It this cursed? Is this totally valid? Only way to know is to use it in prod.

Recently at work, we came across an issue that felt easy, but in CPP is not. We have a collection of classes that need to define a method to serialize themselves to JSON, and we wanted to be sure that all fields in the class were accounted for. Of course, we know better than to trust ourselves, so we were trying to think of automated ways to enforce this property.Unfortunately, our codebase is in C++, and since there’s no mechanism for reflection, it’s simply impossible. In the end, we decided not to enforce it in any way, but it got my mind churning - surely someone else has solved this problem right?
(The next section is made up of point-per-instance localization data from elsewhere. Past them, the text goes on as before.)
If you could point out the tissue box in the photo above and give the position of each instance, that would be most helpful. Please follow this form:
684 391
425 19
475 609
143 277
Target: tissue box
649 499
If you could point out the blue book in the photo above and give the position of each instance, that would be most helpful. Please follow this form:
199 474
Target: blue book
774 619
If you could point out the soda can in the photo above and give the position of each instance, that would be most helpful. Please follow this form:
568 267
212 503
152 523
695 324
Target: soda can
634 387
And they have - far better than the method I’m about to detail below, but there’s projects like tsmp which are built for exactly this. tsmp is implemented as a clang tool, which is cool, but I felt like this could be done with my all time favorite C/C++ feature - the preprocessor. So I played around with some sample programs, and it’s actually not that bad!

Before I show my solution to this, you’ll need to understand a relatively common C/C++ preprocessor technique - x lists.

X Lists

X Lists allows one to define some ordered collection of data, and then operate on it multiple times. It’s basically a way of having a list of syntax fragments and then running for-each over it. The trick is to refer to an undefined macro X which becomes a user-suppliable callback.
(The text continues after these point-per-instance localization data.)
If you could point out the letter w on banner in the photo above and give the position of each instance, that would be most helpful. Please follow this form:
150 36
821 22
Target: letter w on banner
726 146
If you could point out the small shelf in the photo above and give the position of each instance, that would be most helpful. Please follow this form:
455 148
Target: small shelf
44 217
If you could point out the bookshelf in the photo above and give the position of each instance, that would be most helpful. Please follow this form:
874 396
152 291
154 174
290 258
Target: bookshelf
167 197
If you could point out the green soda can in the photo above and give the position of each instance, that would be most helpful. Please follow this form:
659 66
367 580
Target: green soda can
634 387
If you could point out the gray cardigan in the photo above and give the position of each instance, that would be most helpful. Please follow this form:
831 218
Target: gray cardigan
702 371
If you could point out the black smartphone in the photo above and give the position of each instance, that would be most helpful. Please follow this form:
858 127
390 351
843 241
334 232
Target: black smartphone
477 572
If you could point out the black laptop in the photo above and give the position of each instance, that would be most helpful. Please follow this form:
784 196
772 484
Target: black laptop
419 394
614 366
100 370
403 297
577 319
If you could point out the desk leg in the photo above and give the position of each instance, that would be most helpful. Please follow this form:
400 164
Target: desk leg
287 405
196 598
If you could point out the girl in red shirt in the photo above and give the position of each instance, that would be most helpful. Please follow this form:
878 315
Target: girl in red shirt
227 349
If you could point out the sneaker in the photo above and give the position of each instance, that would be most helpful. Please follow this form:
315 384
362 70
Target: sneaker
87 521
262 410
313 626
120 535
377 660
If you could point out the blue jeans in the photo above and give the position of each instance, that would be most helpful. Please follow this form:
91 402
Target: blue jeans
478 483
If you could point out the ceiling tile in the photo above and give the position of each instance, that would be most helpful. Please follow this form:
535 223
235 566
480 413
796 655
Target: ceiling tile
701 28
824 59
For example, let’s say I want to build some kind of interactive CLI interface that controls a counter. There’s three commands:

• quit - closes the program
• inc - increments the counter
• get - prints the current counter value

To implement this, I could use an x-list like the following example

#define CommandList \
  X(quit)           \
  X(inc)            \
  X(get)

Now, for each of my commands, I define a callback:

size_t counter = 0;

void handle_quit() {
  exit(0);
}

void handle_inc() {
  counter++;
}

void handle_get() {
  printf("The counter is %zu\n", counter);
}

Finally, we get input from the user:

int main() {
   while (true) {
     auto line = readline();
     // TODO get the appropriate callback
   }
}

Now we could write some if statements comparing every line to each of our commands, but that’s tedious (and error-prone). Instead, we can use our X list!

int main() {
   while (true) {
     auto line = readline();

     if (false) {}
#define X(name) else if (line == #name) { handle_##name(); }
    CommandList;
#undef X
   }
}

Which expands to:

int main() {
   while (true) {
     auto line = readline();

     if (false) {}
     else if (line == "quit") { handle_quit(); }
     else if (line == "inc") { handle_inc(); }
     else if (line == "get") { handle_get(); }
   }
}

What if we also want to introduce a new command - “help” that prints out unique help text for each option? Well, we can go back and modify our X list:

#define CommandList                          \
  X(quit, "closes the program")              \
  X(inc, "increments the counter")           \
  X(get, "prints the current counter value") \
  X(help, "list available commands")

And then our main function, to ignore the descriptions:

...
     if (false) {}
#define X(name, _) else if (line == #name) { handle_##name(); }
...

And all that’s left now is to add our new callback. Since help needs to list all commands, we can use another X macro!

void handle_help() {
  printf("Counter - a simple CLI counter program\n");
  printf("  available commands:\n");
#define X(name, desc) printf("    %s - %s", name, desc);
  CommandList;
#undef X
}

Which will print:

Counter - a simple CLI counter program
  available commands:
    quit - closes the program
    inc - increments the counter
    get - prints the current counter value
    help - list available commands

While this could have been done without X lists, it certainly made things easier. For larger programs where you have many more options, the benefits of this approach becomes more apparent.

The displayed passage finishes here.